The JSON instances files for each type of experiment are provided in the instances directories.
The result CSV files will appear into the folders btrplace and mvm under directories with the name of the scale factor used (x1, x2, etc).

To execute the Scalability experiments, we recommend to use at least 2 GiB RAM for JVM memory allocation pool. Here is how to execute mVM and BtrPlace scale tests consecutively for each experiment:

# Decommissioning scenario - Infrastructure scaling:
MAVEN_OPTS="-server -Xmx2G -Xms2G" mvn "-Dtest=**/scale/RandomDecommissioningInfraScale#run_mvm+run_btrplace" compiler:testCompile surefire:test

# Decommissioning scenario - VMs scaling:
MAVEN_OPTS="-server -Xmx2G -Xms2G" mvn "-Dtest=**/scale/RandomDecommissioningVMsScale#run_mvm+run_btrplace" compiler:testCompile surefire:test

# Full random scenario - Infrastructure scaling:
MAVEN_OPTS="-server -Xmx2G -Xms2G" mvn "-Dtest=**/scale/RandomInfraScale#run_mvm+run_btrplace" compiler:testCompile surefire:test

# Full random scenario - VMs scaling:
MAVEN_OPTS="-server -Xmx2G -Xms2G" mvn "-Dtest=**/scale/RandomVMsScale#run_mvm+run_btrplace" compiler:testCompile surefire:test

Real experiments (Grid'5000)

Setup the environment

All the experiments have been executed on the Grid'5000 infrastructure (g5k), so you must have an account to be able to reproduce the experiments. We used both Griffon and Graphene clusters from the Nancy site, you can check and compare the corresponding network and hardware details.
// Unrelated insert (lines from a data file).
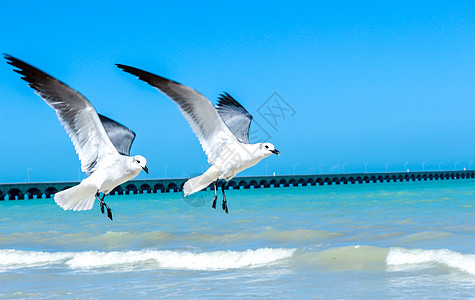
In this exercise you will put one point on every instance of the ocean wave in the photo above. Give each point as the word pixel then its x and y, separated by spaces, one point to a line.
pixel 405 257
pixel 181 260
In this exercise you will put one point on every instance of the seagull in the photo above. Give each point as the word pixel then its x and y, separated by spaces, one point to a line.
pixel 223 132
pixel 103 145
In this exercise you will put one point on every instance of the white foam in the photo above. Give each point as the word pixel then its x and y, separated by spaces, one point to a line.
pixel 463 262
pixel 182 260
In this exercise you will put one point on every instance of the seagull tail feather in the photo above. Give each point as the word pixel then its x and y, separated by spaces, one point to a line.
pixel 79 197
pixel 198 183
Create a custom image for g5k nodes

You can start from an official g5k debian release, you can obtain the list of available images from cmdline kaenv3 -l, for example select: wheezy-x64-base. Then you'll need to reserve a node and deploy the desired image on it, there is a great documentation for that on the Grid'5000 wiki.
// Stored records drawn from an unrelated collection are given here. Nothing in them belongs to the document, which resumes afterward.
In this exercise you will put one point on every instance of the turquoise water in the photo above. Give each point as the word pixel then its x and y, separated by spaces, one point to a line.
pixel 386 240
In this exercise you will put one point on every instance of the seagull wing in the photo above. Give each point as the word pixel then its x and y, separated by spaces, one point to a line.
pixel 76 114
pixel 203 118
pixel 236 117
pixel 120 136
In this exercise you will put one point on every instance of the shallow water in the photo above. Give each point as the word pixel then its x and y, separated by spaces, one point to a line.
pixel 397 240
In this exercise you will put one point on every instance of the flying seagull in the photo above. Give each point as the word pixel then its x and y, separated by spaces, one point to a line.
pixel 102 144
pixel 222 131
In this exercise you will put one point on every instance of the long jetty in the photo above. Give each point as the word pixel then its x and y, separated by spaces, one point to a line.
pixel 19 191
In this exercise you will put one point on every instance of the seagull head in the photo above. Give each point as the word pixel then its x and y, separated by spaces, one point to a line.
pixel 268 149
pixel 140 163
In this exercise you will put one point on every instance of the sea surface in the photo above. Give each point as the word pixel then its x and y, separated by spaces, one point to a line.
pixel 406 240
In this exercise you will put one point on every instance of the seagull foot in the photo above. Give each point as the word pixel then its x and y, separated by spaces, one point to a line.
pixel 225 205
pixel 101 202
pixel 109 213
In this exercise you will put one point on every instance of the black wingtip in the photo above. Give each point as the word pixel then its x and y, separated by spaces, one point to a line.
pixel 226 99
Once deployed, edit the /etc/rc.local file and add the following code at the bottom (before exit 0):

# Load appropriate KVM kernel modules
modprobe kvm
[ $(cat /proc/cpuinfo | grep Intel | wc -l) -gt 0 ] &&  modprobe kvm_intel || modprobe kvm_amd

# Load nbd driver for qemu utils
modprobe nbd max_part=4

# Launch a custom script and remove it once done
[ -f /etc/init_once ] &&  /etc/init_once && rm /etc/init_once

This will load the KVM kernel modules on boot and execute a custom script (/etc/init_once) on first boot.
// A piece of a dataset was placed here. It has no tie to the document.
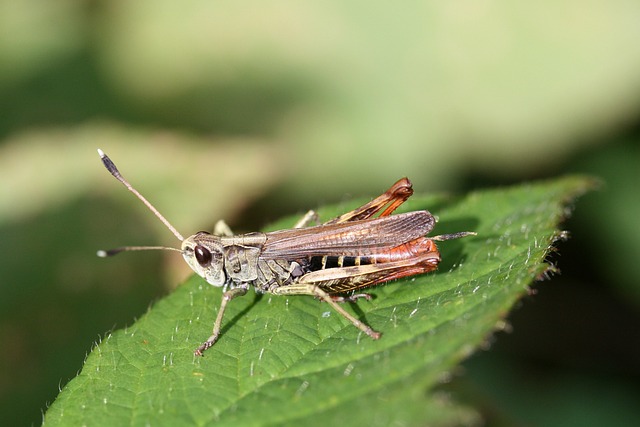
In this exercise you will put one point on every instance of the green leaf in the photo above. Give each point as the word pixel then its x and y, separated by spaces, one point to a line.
pixel 292 361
The script /etc/init_once will configure the network and generate a uniq libvirt uuid on first boot, make sure the file is executable after creating it:

#!/bin/bash

# Create a bridge br0 and attach eth0 to it
virsh iface-bridge eth0 br0
brctl stp br0 off # Disable spanning tree
brctl setfd br0 0 # Set the forwarding delay to 0

# Modify the routing
NEW_ROUTE=$(echo `ip route | head -1` | sed 's/eth0/br0/g')
ip route del `ip route | head -1`
ip route del `ip route | head -1`
ip route add $NEW_ROUTE

# Generate a random UUID to differenciate libvirt hosts
sed -i "s/#host_uuid = .*/host_uuid = \"`uuidgen`\"/g" /etc/libvirt/libvirtd.conf
/etc/init.d/libvirt-bin restart

exit 0

Then, install and setup qemu and libvirt. A patched version of qemu that allows to retrieve VMs' dirty pages informations is available here, simply follow the informations on the wiki page to see how it works.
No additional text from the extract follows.